乳幼児のお父さん向けプログラムで、子供と遊ぶ“イクメン”たち【拡大】
板橋区では、キッズデザイン賞を受賞した取り組みなどについて、現在も継続しているほか、新たな施策にも取り組み始めている。例えば、流通大手のイオンと連携して進めている「子育て出張相談」では、区内にあるイオンの店舗に職員が出向き、子育てに関する相談を受けている。区内の児童館は乳幼児親子向けの支援拠点となり、小学校で放課後の子供たちの居場所となる「あいキッズ」と機能分担を図った。

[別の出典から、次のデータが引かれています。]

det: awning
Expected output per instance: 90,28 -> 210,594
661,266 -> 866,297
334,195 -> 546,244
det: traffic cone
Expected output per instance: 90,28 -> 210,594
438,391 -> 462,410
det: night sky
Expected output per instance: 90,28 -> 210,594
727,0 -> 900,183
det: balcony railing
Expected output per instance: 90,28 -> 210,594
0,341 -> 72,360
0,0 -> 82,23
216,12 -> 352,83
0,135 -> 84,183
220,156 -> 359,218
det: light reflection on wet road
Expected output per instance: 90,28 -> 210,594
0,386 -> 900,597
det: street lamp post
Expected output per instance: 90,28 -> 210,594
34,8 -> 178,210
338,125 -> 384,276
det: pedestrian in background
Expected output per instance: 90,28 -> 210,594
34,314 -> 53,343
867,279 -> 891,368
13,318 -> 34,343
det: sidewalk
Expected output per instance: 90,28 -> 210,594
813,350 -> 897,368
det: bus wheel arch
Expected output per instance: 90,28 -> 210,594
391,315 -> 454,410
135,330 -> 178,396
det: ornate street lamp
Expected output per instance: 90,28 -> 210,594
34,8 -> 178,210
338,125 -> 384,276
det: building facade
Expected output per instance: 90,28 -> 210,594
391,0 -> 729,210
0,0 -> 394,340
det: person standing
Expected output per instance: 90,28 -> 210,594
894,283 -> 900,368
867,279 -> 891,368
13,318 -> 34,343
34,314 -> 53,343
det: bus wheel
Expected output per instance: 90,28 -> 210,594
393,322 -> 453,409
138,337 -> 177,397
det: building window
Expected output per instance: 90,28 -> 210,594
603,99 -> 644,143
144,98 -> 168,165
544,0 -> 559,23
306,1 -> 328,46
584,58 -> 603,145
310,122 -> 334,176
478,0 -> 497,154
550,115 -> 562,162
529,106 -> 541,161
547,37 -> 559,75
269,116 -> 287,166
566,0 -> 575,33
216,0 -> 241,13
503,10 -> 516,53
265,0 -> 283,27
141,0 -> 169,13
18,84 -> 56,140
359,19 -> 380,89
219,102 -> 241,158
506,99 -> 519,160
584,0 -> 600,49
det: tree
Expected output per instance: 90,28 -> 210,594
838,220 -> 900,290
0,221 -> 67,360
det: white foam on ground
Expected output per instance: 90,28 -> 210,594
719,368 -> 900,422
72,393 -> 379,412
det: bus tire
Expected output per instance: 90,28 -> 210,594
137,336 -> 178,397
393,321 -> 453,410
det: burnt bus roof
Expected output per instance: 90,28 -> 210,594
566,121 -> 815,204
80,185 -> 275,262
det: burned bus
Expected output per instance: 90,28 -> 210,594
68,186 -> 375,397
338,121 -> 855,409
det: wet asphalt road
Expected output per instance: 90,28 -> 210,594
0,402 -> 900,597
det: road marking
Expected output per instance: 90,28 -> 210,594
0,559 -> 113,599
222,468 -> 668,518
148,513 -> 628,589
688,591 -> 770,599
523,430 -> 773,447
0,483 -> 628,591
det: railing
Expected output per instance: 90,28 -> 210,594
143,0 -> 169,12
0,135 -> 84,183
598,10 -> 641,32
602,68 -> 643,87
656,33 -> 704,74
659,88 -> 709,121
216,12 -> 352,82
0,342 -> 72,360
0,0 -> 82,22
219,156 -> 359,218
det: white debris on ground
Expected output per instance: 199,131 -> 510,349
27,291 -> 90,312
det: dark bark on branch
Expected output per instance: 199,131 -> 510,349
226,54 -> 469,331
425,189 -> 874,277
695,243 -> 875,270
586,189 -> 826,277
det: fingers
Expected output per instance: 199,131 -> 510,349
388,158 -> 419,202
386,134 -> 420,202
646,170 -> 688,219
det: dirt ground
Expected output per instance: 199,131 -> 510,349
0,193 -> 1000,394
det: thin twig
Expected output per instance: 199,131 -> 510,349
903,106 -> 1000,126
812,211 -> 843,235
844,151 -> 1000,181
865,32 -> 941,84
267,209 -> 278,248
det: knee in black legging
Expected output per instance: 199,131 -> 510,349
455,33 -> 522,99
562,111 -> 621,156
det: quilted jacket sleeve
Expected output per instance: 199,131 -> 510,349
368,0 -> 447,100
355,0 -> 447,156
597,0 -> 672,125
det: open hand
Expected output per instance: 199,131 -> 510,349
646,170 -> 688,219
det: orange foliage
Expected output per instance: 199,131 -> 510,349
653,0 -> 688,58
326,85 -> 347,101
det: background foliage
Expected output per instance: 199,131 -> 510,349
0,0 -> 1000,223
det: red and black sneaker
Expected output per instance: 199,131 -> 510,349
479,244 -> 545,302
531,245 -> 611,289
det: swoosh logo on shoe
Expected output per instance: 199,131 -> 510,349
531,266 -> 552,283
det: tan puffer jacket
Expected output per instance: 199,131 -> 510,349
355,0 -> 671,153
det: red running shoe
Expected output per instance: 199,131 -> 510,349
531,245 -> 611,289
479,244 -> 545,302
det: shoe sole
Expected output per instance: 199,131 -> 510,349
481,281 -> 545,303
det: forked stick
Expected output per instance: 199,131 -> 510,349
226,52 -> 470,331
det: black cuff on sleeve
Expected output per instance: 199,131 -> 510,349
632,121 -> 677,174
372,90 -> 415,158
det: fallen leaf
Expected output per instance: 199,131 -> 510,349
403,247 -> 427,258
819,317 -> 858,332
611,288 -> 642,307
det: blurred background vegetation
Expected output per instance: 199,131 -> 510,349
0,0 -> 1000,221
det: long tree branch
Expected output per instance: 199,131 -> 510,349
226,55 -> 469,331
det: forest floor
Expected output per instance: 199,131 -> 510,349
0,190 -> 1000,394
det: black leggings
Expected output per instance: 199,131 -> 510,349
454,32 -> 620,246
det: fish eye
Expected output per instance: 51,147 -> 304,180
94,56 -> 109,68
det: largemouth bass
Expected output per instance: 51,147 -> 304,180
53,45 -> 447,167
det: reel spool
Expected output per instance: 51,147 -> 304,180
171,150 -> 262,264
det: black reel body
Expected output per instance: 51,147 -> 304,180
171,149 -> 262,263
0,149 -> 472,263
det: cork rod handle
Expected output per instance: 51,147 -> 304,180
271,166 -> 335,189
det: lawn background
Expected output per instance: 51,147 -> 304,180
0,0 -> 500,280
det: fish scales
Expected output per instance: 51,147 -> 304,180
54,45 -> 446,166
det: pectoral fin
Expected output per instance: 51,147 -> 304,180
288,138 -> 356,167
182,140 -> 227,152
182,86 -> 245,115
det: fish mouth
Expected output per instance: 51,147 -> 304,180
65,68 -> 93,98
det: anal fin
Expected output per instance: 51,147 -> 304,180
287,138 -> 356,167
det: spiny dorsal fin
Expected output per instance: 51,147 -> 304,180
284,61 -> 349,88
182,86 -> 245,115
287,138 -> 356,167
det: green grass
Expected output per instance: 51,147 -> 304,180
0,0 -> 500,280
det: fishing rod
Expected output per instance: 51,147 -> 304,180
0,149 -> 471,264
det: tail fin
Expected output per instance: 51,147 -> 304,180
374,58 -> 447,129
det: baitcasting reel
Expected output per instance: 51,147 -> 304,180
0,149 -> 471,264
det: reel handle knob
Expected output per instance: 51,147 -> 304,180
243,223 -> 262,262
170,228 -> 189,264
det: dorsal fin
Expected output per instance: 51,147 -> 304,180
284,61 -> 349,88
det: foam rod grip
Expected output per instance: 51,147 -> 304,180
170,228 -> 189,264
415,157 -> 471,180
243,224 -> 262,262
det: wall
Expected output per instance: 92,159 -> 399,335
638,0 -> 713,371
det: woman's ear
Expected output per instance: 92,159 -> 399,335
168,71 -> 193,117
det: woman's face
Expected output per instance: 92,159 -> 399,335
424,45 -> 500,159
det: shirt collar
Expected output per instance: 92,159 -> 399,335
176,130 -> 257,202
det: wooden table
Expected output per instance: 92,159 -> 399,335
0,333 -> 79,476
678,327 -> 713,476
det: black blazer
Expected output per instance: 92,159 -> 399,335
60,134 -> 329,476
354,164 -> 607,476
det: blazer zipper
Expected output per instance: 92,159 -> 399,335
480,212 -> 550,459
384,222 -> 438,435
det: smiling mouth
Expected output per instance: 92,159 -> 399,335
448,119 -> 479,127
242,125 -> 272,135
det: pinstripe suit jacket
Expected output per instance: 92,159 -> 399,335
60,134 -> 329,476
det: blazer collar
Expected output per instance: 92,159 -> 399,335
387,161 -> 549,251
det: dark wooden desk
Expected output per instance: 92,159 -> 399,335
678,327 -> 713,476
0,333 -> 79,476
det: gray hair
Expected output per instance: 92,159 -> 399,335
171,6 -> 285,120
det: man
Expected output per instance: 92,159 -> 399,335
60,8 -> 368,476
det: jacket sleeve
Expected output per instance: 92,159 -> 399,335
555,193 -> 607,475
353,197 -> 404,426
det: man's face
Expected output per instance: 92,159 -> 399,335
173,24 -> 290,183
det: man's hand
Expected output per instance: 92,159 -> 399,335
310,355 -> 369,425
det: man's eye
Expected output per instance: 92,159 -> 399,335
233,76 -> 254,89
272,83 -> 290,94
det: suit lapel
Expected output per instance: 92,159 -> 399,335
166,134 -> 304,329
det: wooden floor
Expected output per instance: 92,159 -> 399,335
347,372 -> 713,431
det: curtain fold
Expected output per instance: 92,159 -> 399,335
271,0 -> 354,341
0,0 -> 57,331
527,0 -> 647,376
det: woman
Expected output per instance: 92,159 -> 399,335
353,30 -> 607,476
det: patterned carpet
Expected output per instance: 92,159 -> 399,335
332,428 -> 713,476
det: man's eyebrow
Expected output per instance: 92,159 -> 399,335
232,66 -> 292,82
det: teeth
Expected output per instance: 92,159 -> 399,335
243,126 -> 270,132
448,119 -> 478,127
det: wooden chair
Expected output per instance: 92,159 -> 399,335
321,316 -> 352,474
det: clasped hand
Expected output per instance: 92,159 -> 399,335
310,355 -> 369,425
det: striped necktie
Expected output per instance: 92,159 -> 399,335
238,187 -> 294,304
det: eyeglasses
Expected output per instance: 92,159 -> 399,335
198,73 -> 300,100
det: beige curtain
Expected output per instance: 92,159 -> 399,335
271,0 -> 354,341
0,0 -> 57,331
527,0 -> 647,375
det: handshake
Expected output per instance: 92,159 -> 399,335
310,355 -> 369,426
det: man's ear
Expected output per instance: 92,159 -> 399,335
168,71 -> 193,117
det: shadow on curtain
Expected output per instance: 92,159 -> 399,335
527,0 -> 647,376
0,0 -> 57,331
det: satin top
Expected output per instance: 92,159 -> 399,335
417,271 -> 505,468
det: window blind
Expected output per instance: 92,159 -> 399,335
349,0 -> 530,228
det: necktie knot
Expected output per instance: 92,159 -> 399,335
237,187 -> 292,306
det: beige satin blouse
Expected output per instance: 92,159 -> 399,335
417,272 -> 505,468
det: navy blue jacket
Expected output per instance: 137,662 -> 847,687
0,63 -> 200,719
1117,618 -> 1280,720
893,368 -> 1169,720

「赤ちゃん出会いのひろば」は現在、「子育てひろば」として活動を拡充し、全26児童館で乳幼児親子向けの相談会やプログラムを毎日開催している。これにより、当初は18%だった0歳児の児童館登録の割合は、3倍以上にまで増えた。「今後はスマートフォン向けのアプリを通じた子育て関連情報の発信なども進め、施策を充実していく」(椹木課長)としている。
さらに板橋区では「16年から妊婦面接を本格化し、児童館と連携した『いたばし版ネウボラ』を進めている」(板橋区生きがい部健康推進課の新部明課長)。今後は妊娠期から子育て期、そして若者まで、“切れ目なく”一貫して支援していくことが重要、との認識から「組織体制を含め、支援のしくみを強化していきたいと考えている」(同)という。